Verzilov is still not very clear on what exactly constitutes a border on a pillowcase. On the other hand, only plain black underwear is allowed. The packaging from some Uniqlo thermal underwear is lying on the floor…

On the screen, the Federal Penitentiary Service official is monotonously reading through a list of forbidden items: “… Felt-tip pens, coloring pencils, carbon paper…” These are also potential escape tools.

Meanwhile, in the play room, Gera and her grandfather Andrei are building a model of a prison — fortified walls made from cubes, a small upturned bowl for one of the buildings, a tall pyramid for a church, and a large naked baby doll in the role of the head of the prison.

They drive a fire engine up to the wall and put up the ladder across to the pyramid; some little yellow ducks help the little figures of Nadya and her friends to escape from the prison. Gera later throws a huge red rubber ball at the structure, until the prison walls finally fall down.

The preliminary procedures take almost three hours total. Verzilov, Tolokonnikov and Gera go off to their meeting at nearly one o’clock in the afternoon, and they are sent out again at four. Allowing for the time spent waiting inside, they have had approximately two and a half hours out of the four they are allowed once every two months.

All this time, says Verzilov, they were sitting in the snack bar — the pride and joy not only of Corrective Labor Camp 14 but also of the entire Mordovian Federal Penitentiary Service administration. The snack bar has even been shown on television.

Gera spent the whole time sitting on her mother’s knee. Everyone involved at the meeting played “Find Koshchey,” but the adults were distracted and Gera cheated…

The result: about 11 hours in a car from Moscow to Mordovia, a short night in the housewares shop, a two-and-a-half-hour meeting, then 310 miles back to Moscow.

Gera, who has heroically withstood all the hardships and waiting of the last day and a half, is acting up, shouting and complaining,  and demanding to be taken to the hotel, to her grandmother and to her mother.

Andrei Tolokonnikov behaves likewise, scolding his granddaughter for being a “spoiled child.” Verzilov tries to tell me about the meeting, but is distracted all the while by one of his two phones. He then buries himself in Facebook, forgetting what he had said: “I don’t really want to talk, because there’s nothing special to say.”

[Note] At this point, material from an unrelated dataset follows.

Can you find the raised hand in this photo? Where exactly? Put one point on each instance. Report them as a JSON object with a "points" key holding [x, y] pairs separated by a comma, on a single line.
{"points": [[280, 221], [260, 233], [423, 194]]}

After some time he will probably turn his impressions into a story — about the prisoner who, it is rumored, ate the man who was in love with her, and the one who waited for four years for her man to get out of prison and then two weeks later found him in bed with another woman and stabbed them both to death, and the one who is visited by the parents of her husband, whom she killed, because it served Fedka right…

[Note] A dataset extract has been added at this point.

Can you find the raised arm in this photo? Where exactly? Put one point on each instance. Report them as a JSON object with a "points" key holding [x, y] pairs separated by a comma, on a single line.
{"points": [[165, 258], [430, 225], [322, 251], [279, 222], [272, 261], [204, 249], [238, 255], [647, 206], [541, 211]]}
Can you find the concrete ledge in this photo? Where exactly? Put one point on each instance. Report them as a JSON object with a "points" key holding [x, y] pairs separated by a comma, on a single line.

But now everyone is tired, no one got what they wanted, and no one has the strength to pretend that everything is fine. As we are traveling, Verzilov gets an email from Alekhina: it seems as though she is somewhat offended that he talks about her life in the prison camp as if she is in a health resort.

The next day, Friday, news comes that Nadezhda Tolokonnikova is about to be put in a punishment cell because she allegedly was moving around the labor camp without an escort. This penalty, which she has received on the last working day of the first half of her prison sentence, will probably deprive her of any chance of early release on parole.

Monday, Mar.4, marked a year since Tolokonnikova and Alekhina were arrested. It was also Gera’s fifth birthday.